Questions

We now create a plot displaying \(\sqrt{\sum_{j=1}^p(\beta_j - \hat{\beta}_j^r)^2}\) for a range of values of \(r\) where \(\hat{\beta}_j^r\) is the j-th coefficient estimate for the best model containing \(r\) coefficients.
```
 val.errors <- rep(NA, 20)
 x_cols <- colnames(x, do.NULL = FALSE, prefix = "x.")
 for (i in 1:20) {
     coefi <- coef(regfit.full, id = i)
     val.errors[i] <- sqrt(sum((b[x_cols %in% names(coefi)] - coefi[names(coefi) %in% x_cols])^2) + sum(b[!(x_cols %in% names(coefi))])^2)
 }
 plot(val.errors, xlab = "Number of coefficients", ylab = "Error between estimated and true coefficients", pch = 19, type = "b")
```
The plot displays the errors between the estimated and the true coefficients.
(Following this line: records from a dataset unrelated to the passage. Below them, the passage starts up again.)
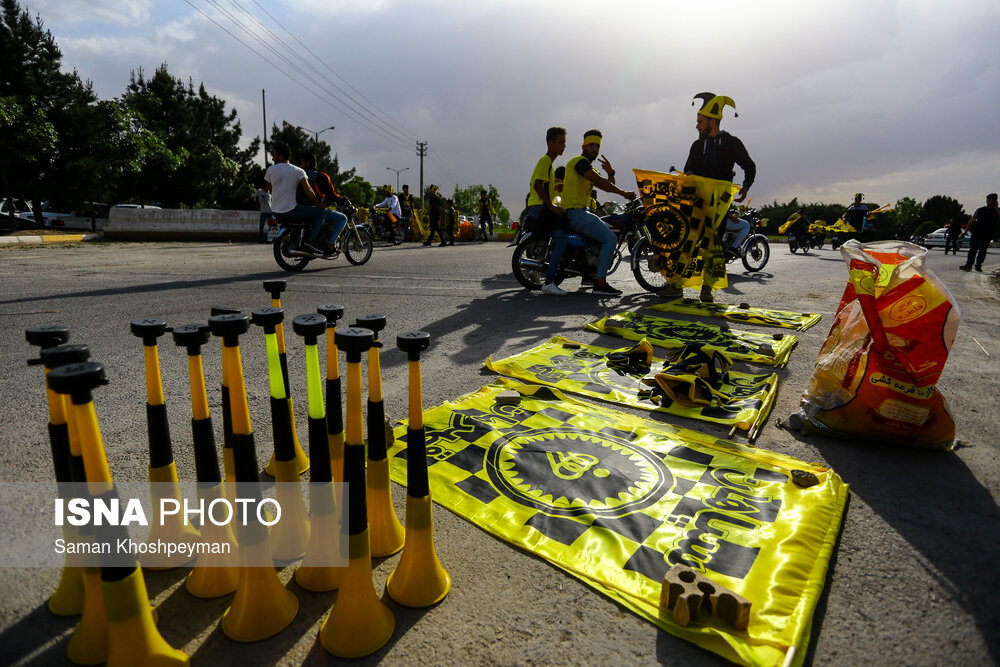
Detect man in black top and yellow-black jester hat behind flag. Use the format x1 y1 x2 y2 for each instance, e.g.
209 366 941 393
680 93 757 302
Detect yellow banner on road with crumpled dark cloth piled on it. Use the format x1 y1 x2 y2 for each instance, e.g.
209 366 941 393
485 336 778 430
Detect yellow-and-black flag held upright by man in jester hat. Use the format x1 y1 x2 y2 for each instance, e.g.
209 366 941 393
632 169 739 289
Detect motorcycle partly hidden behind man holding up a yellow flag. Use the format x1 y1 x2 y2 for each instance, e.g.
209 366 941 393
632 208 771 292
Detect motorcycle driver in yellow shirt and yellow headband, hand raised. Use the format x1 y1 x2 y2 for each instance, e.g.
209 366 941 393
562 130 635 296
We can see that the model with 5 (which.min(val.errors)) variables minimizes the error between the estimated and true coefficients. However test error is minimized by the model with 15 variables (which.min(test.errors) from the previous exercise). So, a better fit of true coefficients doesn’t necessarily mean a lower test MSE!